Key centers in the Grateful Dead’s China>Rider

My emotions about the Grateful Dead have gone from intense obsession as a teenager, to embarrassment about my former intense obsession in my 20s, to nostalgic re-embracing of my fandom in my 30s. In my 40s, I’ve come to feel about the Dead the way I feel about my extended family: we’ve had our ups and downs, but they’ve always been there, they’ll always be there, we’re inseparably entangled.

Now that I’m teaching music theory, I’m finding a new angle for Dead appreciation: as a source of pedagogical examples. Here’s a pair of Dead tunes, an original called “China Cat Sunflower” and an arrangement of a folk song, “I Know You Rider.” The Dead performed them together, seamlessly joined by a modal jam, so they’re known as a single unit, “China>Rider.”  Here’s my favorite version.

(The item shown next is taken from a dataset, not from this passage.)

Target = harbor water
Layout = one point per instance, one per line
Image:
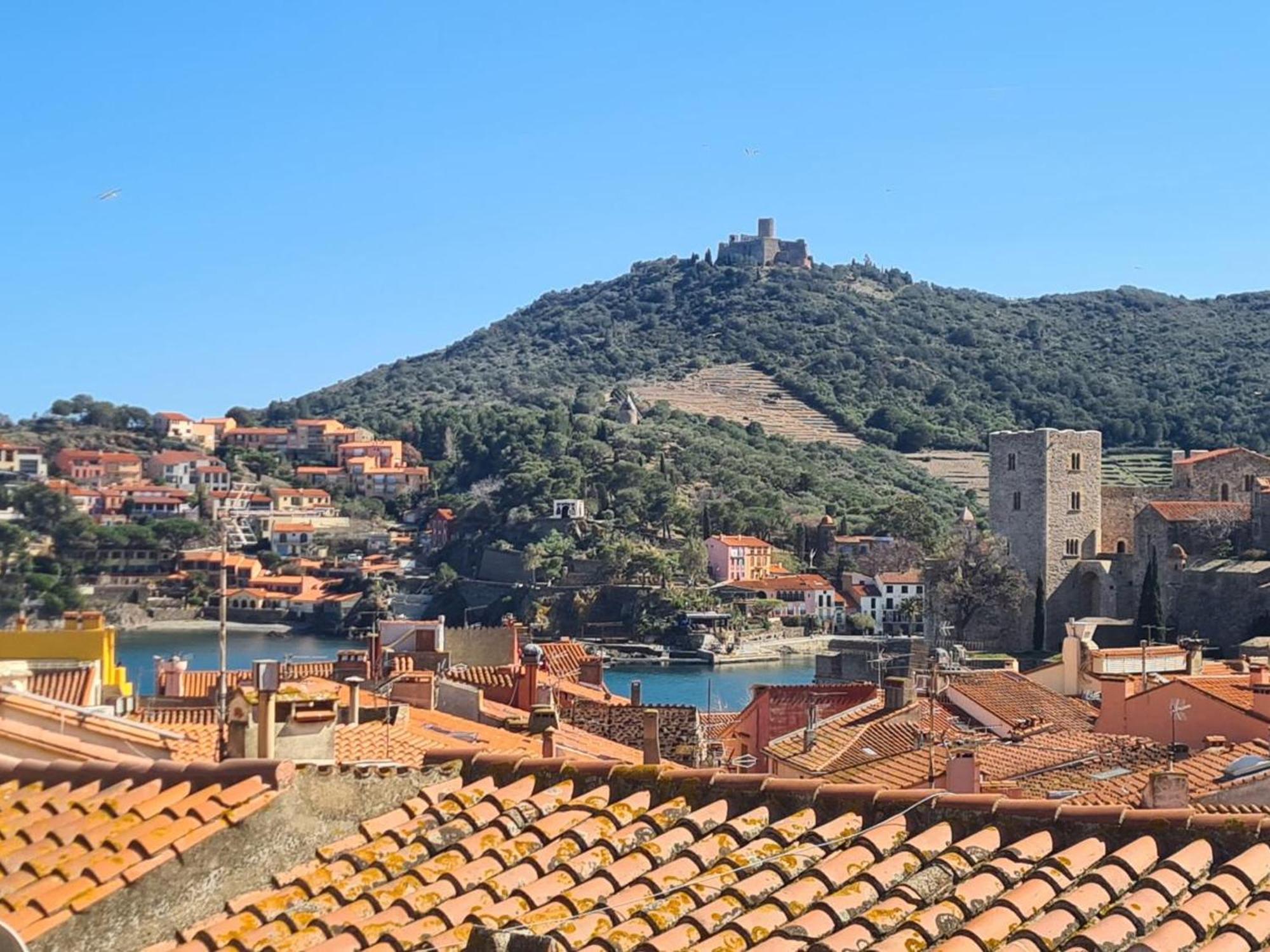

I was listening to this recording recently, and I noticed that during the transitional jam, there’s a peculiar moment at about 3:34 where I sense the key center changing, even though there’s no change in chord or mode. The band is playing a drawn-out groove on D7. At first, it feels like the V7 chord in G major, but after a certain span of time, I start hearing it as the I chord in D Mixolydian instead. It’s like a musical Necker cube.

In Western tonal theory, you establish key centers using cadences. The Dead use a cadence going into the second verse of “China Cat Sunflower.” The first guitar solo section ends with a IV-V-I cadence, C to D7 to G, which establishes firmly that G is “home base”. This cadence is an exception. Most of “China>Rider” is modal, not functional, and the Dead use other techniques to establish the key/mode. Their main technique is metrical placement and emphasis.

For example, “China Cat” begins with a repeated riff on G7. This repetition tells you that you’re supposed to be hearing G7 as the I7 chord in G Mixolydian, not V7 in C major. (The lack of resolution to C helps too.) There are a few places in “China Cat” where the information you get from a cadence conflicts with the metrical emphasis and repetition. In the second guitar solo, there’s the same C to D7 cadence you heard in the first solo. However, it unexpectedly resolves to E, not G, and the Dead sit on that E chord long enough to make sure you hear it as a new home base. At the end of this section, there’s an A to B7 cadence that would seem to reinforce the key of E major, but this resolves back to G. Yet again, the metrical emphasis and repetition overrides the expectation set by the cadence.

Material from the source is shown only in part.